Claude E. Shannon (1916–2001), John W. Tukey (1915–2000)

It was the German mathematician Gottfried Wilhelm Leibniz (1646–1716) who first established the rules for performing arithmetic with binary numbers. Nearly 250 years later, Claude E. Shannon realized that a binary digit—a 0 or a 1—was the fundamental, indivisible unit of information.

Shannon earned his PhD from MIT in 1940 and then took a position at the Institute for Advanced Study in Princeton, New Jersey, where he met and collaborated with the institute’s leading mathematicians working at the intersection of computing, cryptography, and nuclear weapons, including John von Neumann, Albert Einstein, Kurt Gödel, and, for two months, Alan Turing.

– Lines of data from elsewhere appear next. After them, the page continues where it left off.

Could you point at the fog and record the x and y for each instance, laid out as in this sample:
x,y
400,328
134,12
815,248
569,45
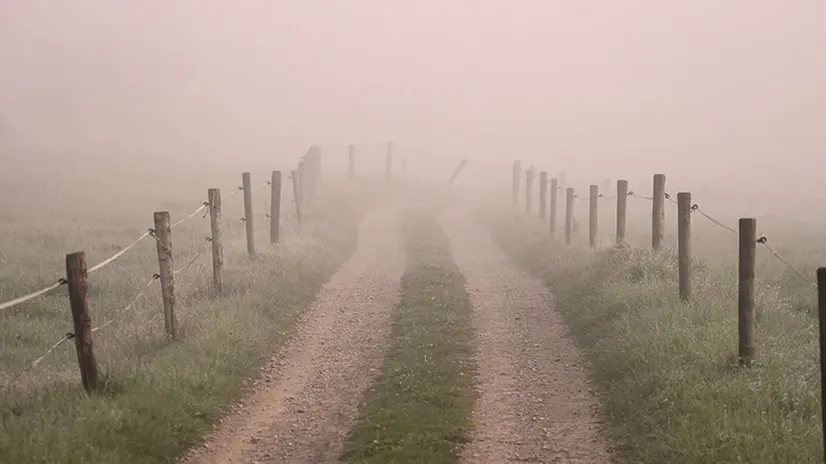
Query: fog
x,y
706,91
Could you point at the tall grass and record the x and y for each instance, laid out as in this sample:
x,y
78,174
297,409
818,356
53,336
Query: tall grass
x,y
667,371
419,409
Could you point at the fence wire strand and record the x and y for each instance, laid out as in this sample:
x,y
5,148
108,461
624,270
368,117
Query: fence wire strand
x,y
192,261
31,296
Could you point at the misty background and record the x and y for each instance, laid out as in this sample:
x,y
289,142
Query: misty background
x,y
725,97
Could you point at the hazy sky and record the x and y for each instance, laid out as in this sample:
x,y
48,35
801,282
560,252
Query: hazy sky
x,y
684,87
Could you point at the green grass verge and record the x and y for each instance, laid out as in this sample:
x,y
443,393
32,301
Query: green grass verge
x,y
666,370
419,409
160,396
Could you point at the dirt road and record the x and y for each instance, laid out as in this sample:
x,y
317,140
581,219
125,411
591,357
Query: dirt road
x,y
308,397
535,403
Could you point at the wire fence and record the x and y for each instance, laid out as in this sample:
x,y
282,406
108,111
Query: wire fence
x,y
196,254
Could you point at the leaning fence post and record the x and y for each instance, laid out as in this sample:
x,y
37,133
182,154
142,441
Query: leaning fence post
x,y
214,197
553,206
77,285
388,160
543,193
593,215
622,208
351,160
745,301
821,312
569,215
295,175
529,189
684,243
658,212
163,234
517,176
248,219
275,206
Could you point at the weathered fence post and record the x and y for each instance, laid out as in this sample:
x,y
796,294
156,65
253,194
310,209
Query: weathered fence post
x,y
295,175
821,314
569,215
351,160
517,176
622,209
388,160
214,197
658,212
553,206
529,189
543,193
303,181
684,243
76,283
593,215
163,234
248,219
745,302
275,206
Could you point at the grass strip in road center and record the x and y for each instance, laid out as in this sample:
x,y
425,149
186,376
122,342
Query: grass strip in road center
x,y
420,407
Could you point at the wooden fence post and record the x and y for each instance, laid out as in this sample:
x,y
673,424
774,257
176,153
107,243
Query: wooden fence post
x,y
569,215
77,285
388,160
684,243
163,234
318,171
303,180
593,215
248,219
622,209
351,160
529,189
517,178
214,197
543,193
658,212
552,212
821,312
275,206
745,302
295,175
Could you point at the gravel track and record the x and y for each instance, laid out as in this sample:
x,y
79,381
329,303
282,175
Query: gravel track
x,y
307,399
535,402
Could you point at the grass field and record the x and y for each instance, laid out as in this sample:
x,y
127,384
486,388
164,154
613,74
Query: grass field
x,y
419,409
159,396
667,371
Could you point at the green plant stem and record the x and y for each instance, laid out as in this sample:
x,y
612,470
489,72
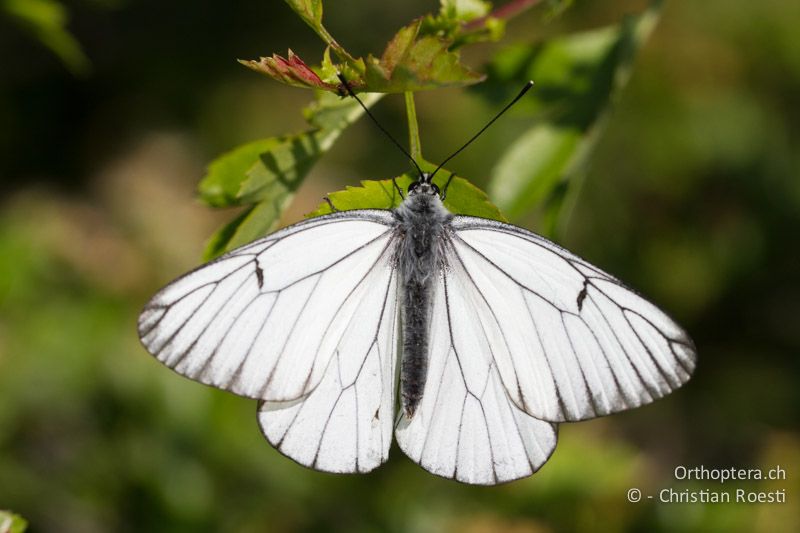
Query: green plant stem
x,y
414,145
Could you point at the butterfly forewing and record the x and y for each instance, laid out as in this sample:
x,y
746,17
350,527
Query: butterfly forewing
x,y
576,343
264,321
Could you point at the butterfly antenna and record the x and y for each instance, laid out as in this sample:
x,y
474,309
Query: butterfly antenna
x,y
375,121
506,108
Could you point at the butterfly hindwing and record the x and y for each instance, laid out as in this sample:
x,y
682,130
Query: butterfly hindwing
x,y
466,427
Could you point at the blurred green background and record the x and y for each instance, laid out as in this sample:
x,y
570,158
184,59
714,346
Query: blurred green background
x,y
692,196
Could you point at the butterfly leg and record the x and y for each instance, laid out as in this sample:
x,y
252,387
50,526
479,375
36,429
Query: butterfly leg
x,y
447,184
333,207
399,190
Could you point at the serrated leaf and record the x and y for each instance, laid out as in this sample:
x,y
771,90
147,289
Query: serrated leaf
x,y
576,77
463,198
265,174
309,10
221,185
12,523
412,63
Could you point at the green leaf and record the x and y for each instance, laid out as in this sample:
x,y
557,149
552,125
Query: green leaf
x,y
264,174
47,21
577,78
464,10
309,10
12,523
463,198
421,55
221,185
412,62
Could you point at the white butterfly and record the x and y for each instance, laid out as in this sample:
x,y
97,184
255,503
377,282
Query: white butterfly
x,y
466,338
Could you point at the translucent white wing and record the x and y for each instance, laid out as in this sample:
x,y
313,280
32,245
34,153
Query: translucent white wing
x,y
568,341
345,424
265,320
466,427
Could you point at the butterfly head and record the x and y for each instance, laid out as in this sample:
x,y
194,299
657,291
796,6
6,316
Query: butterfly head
x,y
423,186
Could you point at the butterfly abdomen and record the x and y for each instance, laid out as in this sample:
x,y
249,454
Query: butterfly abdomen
x,y
421,223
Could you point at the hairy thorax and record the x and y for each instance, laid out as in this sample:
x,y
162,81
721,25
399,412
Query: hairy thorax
x,y
422,225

In 1948, Shannon published “A Mathematical Theory of Communication” in the Bell System Technical Journal. The article was inspired in part by classified work that Shannon had done on cryptography during the war. In it, he created a mathematical definition of a generalized communications system, consisting of a message to be sent, a transmitter to convert the message into a signal, a channel through which the signal is sent, a receiver, and a destination, such as a person or a machine “for whom the message is intended.”

Shannon’s paper introduced the word bit, a binary digit, as the basic unit of information. While Shannon attributed the word to American statistician John W. Tukey, and the word had been used previously by other computing pioneers, Shannon provided a mathematical definition of a bit: rather than just a 1 or a 0, it is information that allows the receiver to limit possible decisions in the face of uncertainty. One of the implications of Shannon’s work is that every communications channel has a theoretical upper bound—a maximum number of bits that it can carry per second. As such, Shannon’s theory has been used to analyze practically every communications system ever developed—from handheld radios to satellite communications—as well as data-compression systems and even the stock market.

Shannon’s work illuminates a relationship between information and entropy, thus establishing a connection between computation and physics. Indeed, noted physicist Stephen Hawking framed much of his analysis of black holes in terms of the ability to destroy information and the problems created as a result.

Mathematician and computer scientist Claude E. Shannon.